Huawei Unveils Pangu Ultra MoE: A 718B-Parameter Sparse LLM Optimized for Ascend NPUs

Efficient Sparse Language Models with Mixture of Experts

Sparse large language models (LLMs) leveraging the Mixture of Experts (MoE) framework have become popular due to their ability to scale efficiently by activating only a subset of parameters for each token. This selective activation helps maintain high model capacity while reducing computation per token. However, as these models grow to trillions of parameters, training them efficiently demands advanced algorithms and tight hardware-software integration.

Challenges in Training Sparse LLMs on Specialized Hardware

One of the main issues in training sparse LLMs on non-standard AI accelerators like Ascend NPUs is the inefficient hardware utilization. Because only some parameters are active per token, workloads across devices become uneven, causing synchronization delays and underutilization of processing power. Memory usage is also imbalanced, with some experts handling more tokens than their capacity allows. Such inefficiencies multiply at scale across thousands of AI chips, where communication and memory bottlenecks limit throughput, restricting the practical deployment of sparse models on Ascend NPUs.

Existing Approaches and Their Limitations

Various strategies have been explored to address these problems, such as auxiliary losses to balance token distribution and drop-and-pad methods to prevent expert overload. However, these can degrade model performance or introduce new inefficiencies. Heuristic expert placement and conventional communication patterns like All-to-All dispatch often fail to scale or maintain high throughput. Standard memory-saving techniques, such as recomputation, are generally coarse-grained and increase runtime without proportionate memory benefits.

Huawei's Pangu Ultra MoE: A Tailored Solution

The Huawei Cloud Pangu team developed Pangu Ultra MoE, a 718 billion parameter sparse LLM specifically optimized for Ascend NPUs. Their method starts with a simulation-driven configuration process that assesses thousands of architecture variants based on real hardware metrics. This approach enables informed hyperparameter tuning and saves computational resources before training begins.

Advanced Parallelism and Communication Techniques

The simulation explores combinations of layers, hidden sizes, and expert counts using a five-dimensional parallelism scheme: Pipeline, Tensor, Expert, Data, and Context Parallelism. The final model uses 256 experts, a hidden size of 7680, and 61 transformer layers. To boost performance, an Adaptive Pipe Overlap mechanism masks communication latency, and hierarchical All-to-All communication reduces inter-node data transfer. Fine-grained recomputation targets only key-value vectors in attention modules, while tensor swapping offloads activation memory dynamically to host devices.

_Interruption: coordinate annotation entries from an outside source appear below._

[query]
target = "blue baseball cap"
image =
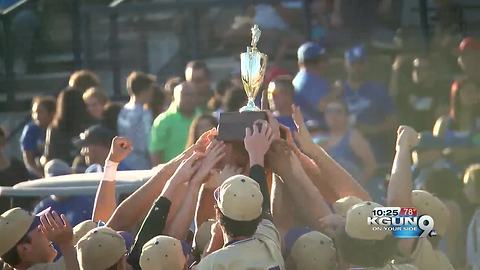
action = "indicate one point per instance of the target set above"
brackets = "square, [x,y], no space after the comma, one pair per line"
[310,51]
[354,54]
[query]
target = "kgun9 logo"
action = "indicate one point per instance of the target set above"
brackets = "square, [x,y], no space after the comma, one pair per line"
[402,222]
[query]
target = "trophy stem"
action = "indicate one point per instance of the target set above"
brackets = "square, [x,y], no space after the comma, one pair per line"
[250,106]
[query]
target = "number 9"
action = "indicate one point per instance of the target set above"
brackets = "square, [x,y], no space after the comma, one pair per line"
[426,223]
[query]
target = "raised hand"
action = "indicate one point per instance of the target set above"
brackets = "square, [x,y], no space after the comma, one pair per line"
[121,147]
[303,137]
[214,153]
[257,142]
[407,137]
[56,228]
[274,125]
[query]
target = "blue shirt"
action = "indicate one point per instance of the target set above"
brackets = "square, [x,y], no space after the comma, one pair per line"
[370,104]
[33,139]
[309,90]
[75,208]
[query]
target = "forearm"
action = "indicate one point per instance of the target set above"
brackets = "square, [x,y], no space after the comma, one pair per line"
[257,173]
[184,217]
[336,177]
[205,206]
[400,184]
[136,206]
[153,225]
[105,199]
[69,257]
[304,192]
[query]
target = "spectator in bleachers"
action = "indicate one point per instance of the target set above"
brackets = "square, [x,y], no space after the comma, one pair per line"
[371,108]
[346,145]
[71,118]
[110,115]
[200,125]
[32,140]
[170,84]
[12,170]
[95,100]
[311,87]
[460,130]
[83,80]
[198,74]
[469,59]
[135,121]
[424,98]
[170,129]
[280,97]
[157,104]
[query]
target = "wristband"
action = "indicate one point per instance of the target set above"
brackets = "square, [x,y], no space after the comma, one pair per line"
[110,171]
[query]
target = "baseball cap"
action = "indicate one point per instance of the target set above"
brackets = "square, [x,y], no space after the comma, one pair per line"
[203,235]
[356,225]
[310,51]
[96,134]
[100,248]
[163,252]
[428,204]
[469,44]
[471,183]
[15,224]
[239,198]
[313,250]
[56,167]
[342,205]
[355,54]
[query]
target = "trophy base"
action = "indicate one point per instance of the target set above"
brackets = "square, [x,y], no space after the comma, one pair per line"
[232,125]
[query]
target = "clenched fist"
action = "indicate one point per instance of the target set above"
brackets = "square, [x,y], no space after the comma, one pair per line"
[121,147]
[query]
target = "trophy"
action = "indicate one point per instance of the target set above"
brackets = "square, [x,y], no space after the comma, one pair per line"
[253,63]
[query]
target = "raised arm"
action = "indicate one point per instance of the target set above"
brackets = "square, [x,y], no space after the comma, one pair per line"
[303,192]
[57,229]
[333,175]
[133,209]
[400,185]
[156,220]
[257,142]
[105,200]
[182,220]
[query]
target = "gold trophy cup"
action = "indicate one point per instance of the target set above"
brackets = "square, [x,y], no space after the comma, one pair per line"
[253,64]
[231,127]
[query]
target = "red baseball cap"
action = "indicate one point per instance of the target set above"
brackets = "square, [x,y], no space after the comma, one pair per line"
[469,44]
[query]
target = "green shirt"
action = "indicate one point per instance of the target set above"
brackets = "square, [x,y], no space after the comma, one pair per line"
[169,134]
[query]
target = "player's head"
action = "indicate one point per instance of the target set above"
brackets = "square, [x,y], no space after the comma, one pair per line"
[309,250]
[239,206]
[357,244]
[22,243]
[102,248]
[163,252]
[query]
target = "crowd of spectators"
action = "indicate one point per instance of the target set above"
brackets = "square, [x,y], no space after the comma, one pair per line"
[294,194]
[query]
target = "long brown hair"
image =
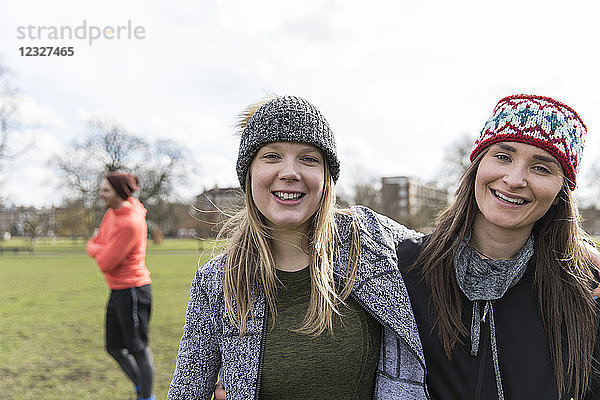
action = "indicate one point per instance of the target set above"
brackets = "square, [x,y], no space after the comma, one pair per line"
[562,265]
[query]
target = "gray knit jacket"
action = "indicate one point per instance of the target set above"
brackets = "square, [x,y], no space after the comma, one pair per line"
[210,343]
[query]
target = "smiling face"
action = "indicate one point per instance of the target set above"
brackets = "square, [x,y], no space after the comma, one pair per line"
[109,196]
[287,183]
[515,185]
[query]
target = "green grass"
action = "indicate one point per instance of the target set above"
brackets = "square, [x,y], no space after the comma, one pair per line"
[52,306]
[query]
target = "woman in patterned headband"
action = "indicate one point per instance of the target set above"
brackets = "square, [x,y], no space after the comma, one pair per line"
[510,315]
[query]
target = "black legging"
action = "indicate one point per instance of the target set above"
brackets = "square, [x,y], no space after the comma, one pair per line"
[139,367]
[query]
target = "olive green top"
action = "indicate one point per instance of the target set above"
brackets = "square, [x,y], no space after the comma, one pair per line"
[299,366]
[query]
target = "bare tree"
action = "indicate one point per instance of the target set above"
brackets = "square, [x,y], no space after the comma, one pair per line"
[108,148]
[455,162]
[9,124]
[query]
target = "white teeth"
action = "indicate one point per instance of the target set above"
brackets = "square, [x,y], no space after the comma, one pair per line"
[508,199]
[288,196]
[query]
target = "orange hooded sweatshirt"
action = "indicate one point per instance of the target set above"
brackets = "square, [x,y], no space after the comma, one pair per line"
[120,246]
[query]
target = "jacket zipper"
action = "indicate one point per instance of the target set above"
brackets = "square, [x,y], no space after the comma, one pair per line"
[482,361]
[383,324]
[261,352]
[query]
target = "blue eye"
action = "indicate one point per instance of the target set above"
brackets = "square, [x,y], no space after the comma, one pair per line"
[310,159]
[542,169]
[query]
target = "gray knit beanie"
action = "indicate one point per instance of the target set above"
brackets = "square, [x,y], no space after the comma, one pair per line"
[286,119]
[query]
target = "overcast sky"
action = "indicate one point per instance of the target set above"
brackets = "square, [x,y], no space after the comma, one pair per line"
[397,80]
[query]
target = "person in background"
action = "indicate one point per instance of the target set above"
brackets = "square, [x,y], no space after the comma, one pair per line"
[307,300]
[501,288]
[119,248]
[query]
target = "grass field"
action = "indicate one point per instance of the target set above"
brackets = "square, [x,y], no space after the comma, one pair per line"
[52,305]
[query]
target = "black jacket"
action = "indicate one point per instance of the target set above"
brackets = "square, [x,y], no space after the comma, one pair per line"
[523,350]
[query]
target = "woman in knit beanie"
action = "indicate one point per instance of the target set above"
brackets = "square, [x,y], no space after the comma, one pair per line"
[307,300]
[501,288]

Performance and Benchmark Results

Pangu Ultra MoE achieved a Model Flops Utilization (MFU) of 30.0% and processed 1.46 million tokens per second on 6,000 Ascend NPUs, outperforming the baseline MFU of 18.9% and 0.61 million tokens per second on 4,000 NPUs. Dynamic expert placement improved load balance and boosted MFU by 10%. The model scored competitively on benchmarks: 81.3% on AIME2024, 97.4% on MATH500, 94.8% on CLUEWSC, and 91.5% on MMLU. In healthcare, it surpassed DeepSeek R1 with 87.1% on MedQA and 80.8% on MedMCQA, proving its domain-specific effectiveness.

Implications for Scalable AI Training

This research highlights how systematic architecture search, optimized communication, and memory management can unlock the potential of massive sparse models on specialized hardware. Huawei’s Pangu Ultra MoE sets a precedent for future system-aware AI designs that harmonize algorithm and hardware capabilities to achieve scalable, efficient training.